MySQL Explain details and index best practices

This is the first day of my participation in the August More text Challenge. For details, see: August More Text Challenge

Create a new sample table and data

- cast
DROP TABLE IF EXISTS `actor`; 
CREATE TABLE `actor` ( 
`id` int(11) NOT NULL.`name` varchar(45) DEFAULT NULL.`update_time` datetime DEFAULT NULL, 
PRIMARY KEY (`id`))ENGINE=InnoDB DEFAULT CHARSET=utf8; 

INSERT INTO `actor` (`id`.`name`.`update_time`) VALUES 
(1.'a'.NOW()), 
(2.'b'.NOW()), 
(3.'c'.NOW()); 

- the movie table
DROP TABLE IF EXISTS `film`; 
CREATE TABLE `film` (`id` int(11) NOT NULL AUTO_INCREMENT, 
`name` varchar(10) DEFAULT NULL, 
PRIMARY KEY (`id`), 
KEY `idx_name` (`name`))ENGINE=InnoDB DEFAULT CHARSET=utf8; 

INSERT INTO `film` (`id`.`name`) VALUES
(3.'film0'),
(1.'film1'),
(2.'film2'); 

-- Movie list of actors
DROP TABLE IF EXISTS `film_actor`; 
CREATE TABLE `film_actor` ( 
`id` int(11) NOT NULL.`film_id` int(11) NOT NULL.`actor_id` int(11) NOT NULL.`remark` varchar(255) DEFAULT NULL, 
PRIMARY KEY (`id`), 
KEY `idx_film_actor_id` (`film_id`.`actor_id`))ENGINE=InnoDB DEFAULT CHARSET=utf8; 

INSERT INTO `film_actor` (`id`.`film_id`.`actor_id`) VALUES 
(1.1.1),
(2.1.2),
(3.2.1);
Copy the code

Explain the column,

explain select * from actor;

The id column

The id column number is the serial number of select. For every select there are several ids, and the order of ids is increments in the order in which the select appears. The larger the ID column is, the higher the priority is. If the ID is the same, the execution starts from the top down. If the ID is NULL, the execution ends.

Select_type column

1) Simple: Simple query. 2) Primary: the outermost select in a complex query. 3) Subquery: the subquery contained in the SELECT clause. 4) Derived: the subquery contained in the from clause.
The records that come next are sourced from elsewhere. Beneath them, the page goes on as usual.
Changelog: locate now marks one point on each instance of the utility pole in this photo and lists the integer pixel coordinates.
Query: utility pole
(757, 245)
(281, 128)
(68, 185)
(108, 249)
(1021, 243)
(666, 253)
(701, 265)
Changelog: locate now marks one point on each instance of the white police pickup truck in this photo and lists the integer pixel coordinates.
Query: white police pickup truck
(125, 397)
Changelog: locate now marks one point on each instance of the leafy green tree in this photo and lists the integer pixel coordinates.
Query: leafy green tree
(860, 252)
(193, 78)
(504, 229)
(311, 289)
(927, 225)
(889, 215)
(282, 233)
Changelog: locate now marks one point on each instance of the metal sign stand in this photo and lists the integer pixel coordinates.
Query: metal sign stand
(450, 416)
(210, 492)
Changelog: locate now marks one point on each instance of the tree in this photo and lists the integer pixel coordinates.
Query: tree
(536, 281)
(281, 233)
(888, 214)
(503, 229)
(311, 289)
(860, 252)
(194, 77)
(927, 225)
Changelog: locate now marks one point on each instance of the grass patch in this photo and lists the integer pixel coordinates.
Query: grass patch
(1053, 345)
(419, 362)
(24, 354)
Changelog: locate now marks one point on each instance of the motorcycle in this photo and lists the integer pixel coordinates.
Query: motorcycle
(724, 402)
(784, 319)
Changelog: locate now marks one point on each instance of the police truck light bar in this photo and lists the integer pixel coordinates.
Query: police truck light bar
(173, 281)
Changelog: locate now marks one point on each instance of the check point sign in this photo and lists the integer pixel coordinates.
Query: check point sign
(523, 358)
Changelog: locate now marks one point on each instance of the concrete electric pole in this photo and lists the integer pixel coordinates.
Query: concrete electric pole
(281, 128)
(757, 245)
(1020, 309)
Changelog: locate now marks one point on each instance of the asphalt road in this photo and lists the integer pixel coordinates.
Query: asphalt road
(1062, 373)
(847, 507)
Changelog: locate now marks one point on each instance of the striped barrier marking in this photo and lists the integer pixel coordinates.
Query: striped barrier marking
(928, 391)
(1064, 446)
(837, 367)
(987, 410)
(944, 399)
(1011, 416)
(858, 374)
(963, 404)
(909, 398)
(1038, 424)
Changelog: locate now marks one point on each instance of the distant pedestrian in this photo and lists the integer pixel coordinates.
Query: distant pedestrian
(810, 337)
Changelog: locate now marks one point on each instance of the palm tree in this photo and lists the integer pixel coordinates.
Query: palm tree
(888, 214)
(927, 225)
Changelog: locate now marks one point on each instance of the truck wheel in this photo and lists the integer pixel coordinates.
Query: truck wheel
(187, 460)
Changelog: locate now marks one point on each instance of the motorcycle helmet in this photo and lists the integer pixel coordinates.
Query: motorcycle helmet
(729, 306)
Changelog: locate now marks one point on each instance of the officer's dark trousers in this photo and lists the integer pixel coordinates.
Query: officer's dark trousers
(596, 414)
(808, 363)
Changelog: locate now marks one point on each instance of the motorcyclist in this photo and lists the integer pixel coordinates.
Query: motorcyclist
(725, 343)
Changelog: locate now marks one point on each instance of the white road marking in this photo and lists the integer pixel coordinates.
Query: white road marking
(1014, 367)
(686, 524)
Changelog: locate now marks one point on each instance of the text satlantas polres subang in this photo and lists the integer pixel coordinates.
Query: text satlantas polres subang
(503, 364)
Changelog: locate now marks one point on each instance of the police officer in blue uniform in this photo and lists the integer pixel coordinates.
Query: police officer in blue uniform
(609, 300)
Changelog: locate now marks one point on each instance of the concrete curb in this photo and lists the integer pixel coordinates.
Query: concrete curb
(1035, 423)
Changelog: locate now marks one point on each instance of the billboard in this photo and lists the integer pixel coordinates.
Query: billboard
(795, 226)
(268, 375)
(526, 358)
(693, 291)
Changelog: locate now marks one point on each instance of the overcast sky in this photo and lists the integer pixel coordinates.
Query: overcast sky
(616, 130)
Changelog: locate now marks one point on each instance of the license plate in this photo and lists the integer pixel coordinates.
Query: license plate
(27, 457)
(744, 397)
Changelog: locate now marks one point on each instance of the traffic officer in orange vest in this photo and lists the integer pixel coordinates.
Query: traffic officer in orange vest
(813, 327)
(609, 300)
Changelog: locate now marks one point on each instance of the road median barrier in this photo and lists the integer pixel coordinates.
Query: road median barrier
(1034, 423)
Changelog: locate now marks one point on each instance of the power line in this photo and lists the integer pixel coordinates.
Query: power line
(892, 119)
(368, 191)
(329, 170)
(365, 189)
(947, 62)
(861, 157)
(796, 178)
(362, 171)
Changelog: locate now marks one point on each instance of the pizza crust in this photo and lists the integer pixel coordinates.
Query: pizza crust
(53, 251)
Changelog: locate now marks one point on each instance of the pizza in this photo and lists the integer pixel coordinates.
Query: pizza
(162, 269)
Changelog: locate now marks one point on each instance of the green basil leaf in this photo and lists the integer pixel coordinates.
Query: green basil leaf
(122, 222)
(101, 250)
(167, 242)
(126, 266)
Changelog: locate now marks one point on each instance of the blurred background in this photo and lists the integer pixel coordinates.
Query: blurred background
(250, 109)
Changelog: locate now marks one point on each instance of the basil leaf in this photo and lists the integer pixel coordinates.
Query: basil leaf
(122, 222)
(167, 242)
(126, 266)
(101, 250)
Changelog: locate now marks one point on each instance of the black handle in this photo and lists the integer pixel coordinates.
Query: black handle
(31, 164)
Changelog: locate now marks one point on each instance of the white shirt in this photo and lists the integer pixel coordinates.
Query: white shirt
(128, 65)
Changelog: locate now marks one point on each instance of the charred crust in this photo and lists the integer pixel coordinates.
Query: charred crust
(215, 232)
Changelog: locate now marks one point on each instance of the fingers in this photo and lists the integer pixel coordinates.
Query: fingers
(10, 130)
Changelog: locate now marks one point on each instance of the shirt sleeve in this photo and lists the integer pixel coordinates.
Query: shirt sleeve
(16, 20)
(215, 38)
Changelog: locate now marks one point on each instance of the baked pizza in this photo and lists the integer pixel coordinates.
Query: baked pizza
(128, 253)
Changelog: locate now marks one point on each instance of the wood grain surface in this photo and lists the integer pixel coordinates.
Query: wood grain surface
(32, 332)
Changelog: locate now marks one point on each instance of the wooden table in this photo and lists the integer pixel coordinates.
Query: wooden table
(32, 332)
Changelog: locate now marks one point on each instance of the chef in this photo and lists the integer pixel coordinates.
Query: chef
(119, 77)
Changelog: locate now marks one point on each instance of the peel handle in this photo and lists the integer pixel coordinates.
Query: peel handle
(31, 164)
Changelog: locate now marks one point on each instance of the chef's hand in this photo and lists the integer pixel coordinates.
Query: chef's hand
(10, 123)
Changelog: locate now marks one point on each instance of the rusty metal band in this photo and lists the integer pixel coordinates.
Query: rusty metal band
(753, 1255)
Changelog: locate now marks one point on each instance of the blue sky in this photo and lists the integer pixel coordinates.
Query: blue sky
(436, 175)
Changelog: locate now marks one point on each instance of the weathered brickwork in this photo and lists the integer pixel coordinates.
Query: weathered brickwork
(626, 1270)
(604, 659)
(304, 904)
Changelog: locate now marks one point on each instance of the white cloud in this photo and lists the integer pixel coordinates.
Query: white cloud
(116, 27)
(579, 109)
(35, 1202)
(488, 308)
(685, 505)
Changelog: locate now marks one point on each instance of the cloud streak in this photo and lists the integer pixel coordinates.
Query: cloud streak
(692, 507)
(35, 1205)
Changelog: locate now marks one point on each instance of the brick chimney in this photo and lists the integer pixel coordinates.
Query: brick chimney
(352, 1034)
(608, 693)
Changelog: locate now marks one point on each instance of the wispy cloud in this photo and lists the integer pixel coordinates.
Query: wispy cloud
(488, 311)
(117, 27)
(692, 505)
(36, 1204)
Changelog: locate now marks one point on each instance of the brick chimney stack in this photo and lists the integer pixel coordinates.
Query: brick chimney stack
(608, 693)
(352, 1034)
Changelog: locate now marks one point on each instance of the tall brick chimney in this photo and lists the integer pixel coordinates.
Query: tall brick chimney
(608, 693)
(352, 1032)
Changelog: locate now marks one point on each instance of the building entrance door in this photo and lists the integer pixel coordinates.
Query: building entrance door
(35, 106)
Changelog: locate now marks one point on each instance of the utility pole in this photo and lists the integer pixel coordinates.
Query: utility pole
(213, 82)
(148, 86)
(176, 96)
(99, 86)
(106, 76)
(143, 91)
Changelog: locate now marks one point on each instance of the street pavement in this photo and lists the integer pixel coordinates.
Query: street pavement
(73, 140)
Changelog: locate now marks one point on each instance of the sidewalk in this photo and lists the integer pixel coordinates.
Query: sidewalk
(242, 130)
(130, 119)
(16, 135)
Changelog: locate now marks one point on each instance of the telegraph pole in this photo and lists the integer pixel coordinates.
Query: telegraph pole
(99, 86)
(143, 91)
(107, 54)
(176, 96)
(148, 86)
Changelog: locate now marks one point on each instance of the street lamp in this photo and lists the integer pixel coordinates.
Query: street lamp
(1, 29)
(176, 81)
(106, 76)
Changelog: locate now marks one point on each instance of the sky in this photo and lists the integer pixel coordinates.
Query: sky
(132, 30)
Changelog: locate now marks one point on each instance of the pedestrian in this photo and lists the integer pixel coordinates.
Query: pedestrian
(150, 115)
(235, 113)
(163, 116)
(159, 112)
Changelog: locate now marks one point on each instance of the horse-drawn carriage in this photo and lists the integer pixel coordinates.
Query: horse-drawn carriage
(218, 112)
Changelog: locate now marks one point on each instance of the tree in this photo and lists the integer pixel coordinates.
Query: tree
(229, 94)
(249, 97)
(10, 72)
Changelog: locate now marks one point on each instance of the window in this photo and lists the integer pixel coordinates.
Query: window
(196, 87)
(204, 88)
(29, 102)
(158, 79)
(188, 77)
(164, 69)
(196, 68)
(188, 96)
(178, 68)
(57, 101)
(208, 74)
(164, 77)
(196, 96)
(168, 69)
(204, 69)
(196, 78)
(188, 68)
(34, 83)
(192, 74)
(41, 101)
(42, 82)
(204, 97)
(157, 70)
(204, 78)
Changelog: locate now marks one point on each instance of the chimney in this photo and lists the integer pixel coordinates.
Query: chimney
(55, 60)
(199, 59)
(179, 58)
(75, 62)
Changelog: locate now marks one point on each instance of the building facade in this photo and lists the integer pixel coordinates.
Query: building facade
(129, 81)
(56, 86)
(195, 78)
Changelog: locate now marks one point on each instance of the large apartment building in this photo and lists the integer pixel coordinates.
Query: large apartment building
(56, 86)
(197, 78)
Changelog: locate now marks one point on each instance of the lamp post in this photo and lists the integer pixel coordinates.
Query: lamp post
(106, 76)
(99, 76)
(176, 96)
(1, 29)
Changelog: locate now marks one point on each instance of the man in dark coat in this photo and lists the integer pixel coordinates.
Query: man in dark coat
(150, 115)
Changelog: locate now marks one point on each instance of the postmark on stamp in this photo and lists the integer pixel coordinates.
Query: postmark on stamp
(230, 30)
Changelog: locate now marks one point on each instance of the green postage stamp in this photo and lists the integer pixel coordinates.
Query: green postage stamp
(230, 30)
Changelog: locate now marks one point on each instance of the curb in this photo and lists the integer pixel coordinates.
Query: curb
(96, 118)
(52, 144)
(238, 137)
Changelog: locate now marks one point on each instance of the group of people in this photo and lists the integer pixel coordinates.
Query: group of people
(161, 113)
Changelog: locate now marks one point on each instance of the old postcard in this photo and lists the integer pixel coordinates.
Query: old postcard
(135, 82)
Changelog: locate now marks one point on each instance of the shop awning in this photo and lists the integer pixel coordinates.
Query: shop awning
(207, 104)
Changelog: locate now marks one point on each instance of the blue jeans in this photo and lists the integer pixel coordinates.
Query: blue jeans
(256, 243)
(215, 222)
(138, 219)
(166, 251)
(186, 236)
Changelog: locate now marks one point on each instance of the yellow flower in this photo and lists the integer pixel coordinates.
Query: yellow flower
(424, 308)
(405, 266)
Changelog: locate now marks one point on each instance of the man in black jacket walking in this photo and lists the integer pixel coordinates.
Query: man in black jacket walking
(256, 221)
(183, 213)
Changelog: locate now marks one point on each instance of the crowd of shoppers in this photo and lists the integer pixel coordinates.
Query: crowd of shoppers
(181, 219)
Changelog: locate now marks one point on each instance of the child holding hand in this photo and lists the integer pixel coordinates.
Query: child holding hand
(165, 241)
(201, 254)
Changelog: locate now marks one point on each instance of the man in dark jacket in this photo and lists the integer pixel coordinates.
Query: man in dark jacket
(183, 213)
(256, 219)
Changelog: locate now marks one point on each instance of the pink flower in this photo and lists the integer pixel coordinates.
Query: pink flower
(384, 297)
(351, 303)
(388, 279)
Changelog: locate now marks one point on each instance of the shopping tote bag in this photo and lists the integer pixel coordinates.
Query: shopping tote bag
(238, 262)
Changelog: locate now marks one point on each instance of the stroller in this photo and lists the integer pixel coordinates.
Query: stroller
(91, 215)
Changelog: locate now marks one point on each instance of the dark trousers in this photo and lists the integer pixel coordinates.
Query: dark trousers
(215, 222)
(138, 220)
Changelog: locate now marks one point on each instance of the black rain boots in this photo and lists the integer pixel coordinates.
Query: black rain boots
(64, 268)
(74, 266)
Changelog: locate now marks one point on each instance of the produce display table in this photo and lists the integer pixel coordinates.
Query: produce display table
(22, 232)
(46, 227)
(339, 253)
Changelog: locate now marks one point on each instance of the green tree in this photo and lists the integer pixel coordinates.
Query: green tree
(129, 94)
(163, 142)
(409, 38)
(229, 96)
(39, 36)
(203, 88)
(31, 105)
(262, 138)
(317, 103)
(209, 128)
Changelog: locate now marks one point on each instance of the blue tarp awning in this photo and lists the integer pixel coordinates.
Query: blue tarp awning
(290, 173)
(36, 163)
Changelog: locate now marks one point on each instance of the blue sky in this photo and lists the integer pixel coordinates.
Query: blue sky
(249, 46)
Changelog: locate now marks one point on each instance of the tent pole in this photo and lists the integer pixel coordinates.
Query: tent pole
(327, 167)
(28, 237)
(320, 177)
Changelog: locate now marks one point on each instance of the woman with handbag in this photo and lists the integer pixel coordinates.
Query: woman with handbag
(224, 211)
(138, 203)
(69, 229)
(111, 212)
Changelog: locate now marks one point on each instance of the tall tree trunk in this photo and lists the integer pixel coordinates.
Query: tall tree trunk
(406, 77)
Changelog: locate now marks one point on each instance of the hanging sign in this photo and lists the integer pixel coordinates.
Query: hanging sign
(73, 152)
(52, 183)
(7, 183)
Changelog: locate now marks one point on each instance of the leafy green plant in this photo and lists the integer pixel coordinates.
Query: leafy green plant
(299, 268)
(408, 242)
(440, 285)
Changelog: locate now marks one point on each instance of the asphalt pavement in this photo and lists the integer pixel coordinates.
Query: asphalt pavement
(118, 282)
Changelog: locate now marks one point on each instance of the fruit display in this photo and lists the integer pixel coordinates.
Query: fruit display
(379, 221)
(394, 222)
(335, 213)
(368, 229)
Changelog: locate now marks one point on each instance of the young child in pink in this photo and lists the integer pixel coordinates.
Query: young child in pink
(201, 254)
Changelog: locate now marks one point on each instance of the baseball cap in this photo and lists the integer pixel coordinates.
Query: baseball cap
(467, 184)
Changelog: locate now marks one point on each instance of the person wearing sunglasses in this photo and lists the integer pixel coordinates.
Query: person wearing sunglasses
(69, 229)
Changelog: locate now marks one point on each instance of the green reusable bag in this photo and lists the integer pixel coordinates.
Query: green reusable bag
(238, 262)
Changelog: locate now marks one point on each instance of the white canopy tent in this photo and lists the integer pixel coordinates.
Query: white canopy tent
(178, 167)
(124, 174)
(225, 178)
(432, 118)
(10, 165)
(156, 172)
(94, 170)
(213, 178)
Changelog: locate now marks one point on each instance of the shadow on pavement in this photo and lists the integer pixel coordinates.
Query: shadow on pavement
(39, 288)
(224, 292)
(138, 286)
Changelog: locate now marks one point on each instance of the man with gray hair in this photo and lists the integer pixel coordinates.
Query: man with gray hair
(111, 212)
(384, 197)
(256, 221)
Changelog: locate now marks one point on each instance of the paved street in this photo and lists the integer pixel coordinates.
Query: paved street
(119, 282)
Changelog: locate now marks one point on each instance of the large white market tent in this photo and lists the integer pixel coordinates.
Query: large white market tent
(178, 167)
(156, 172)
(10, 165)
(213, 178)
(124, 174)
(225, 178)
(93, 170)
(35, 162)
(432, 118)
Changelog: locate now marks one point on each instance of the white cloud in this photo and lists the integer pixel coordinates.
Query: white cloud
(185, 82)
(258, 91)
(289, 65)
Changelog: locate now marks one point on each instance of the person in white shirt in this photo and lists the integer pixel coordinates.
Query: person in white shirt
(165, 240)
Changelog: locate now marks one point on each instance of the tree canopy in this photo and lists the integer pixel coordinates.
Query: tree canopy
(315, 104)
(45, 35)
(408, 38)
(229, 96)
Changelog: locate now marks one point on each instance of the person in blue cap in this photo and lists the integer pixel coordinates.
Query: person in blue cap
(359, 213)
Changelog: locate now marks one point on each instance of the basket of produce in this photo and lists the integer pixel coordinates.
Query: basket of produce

MySQL stores the results in a temporary table, also called a derived table

set session optimizer_switch='derived_merge=off'; # Turn off the mysql5.7 feature for merging tables
explain select (select 1 from actor where id = 1) from (select * from film where id = 1) t;
set session optimizer_switch='derived_merge=on'; Restore the default configuration
Copy the code

5) Union: the second and subsequent select in the union

explain select 1 union all select 1;
Copy the code

The table column

This column indicates which table is being accessed by the row of explain. When there are subqueries in the FROM clause, the table column is in format, indicating that the current query depends on the query with ID =N, so the query with ID =N is executed first. When there is a union, the value of the table column of the union RESULT is

, where 1 and 2 represent the IDS of the select rows that participate in the union.
,2>

Partitions are listed

Table partition (few people do table partition nowadays, personal opinion)

The type column

This column represents the association type or access type, which is the approximate range of data row records that MySQL determines how to look up rows in the table. System > const > eq_ref > ref > range > index > ALL

1) NULL: mysql can decompose the query statement during the optimization phase without having to access the table or index during the execution phase.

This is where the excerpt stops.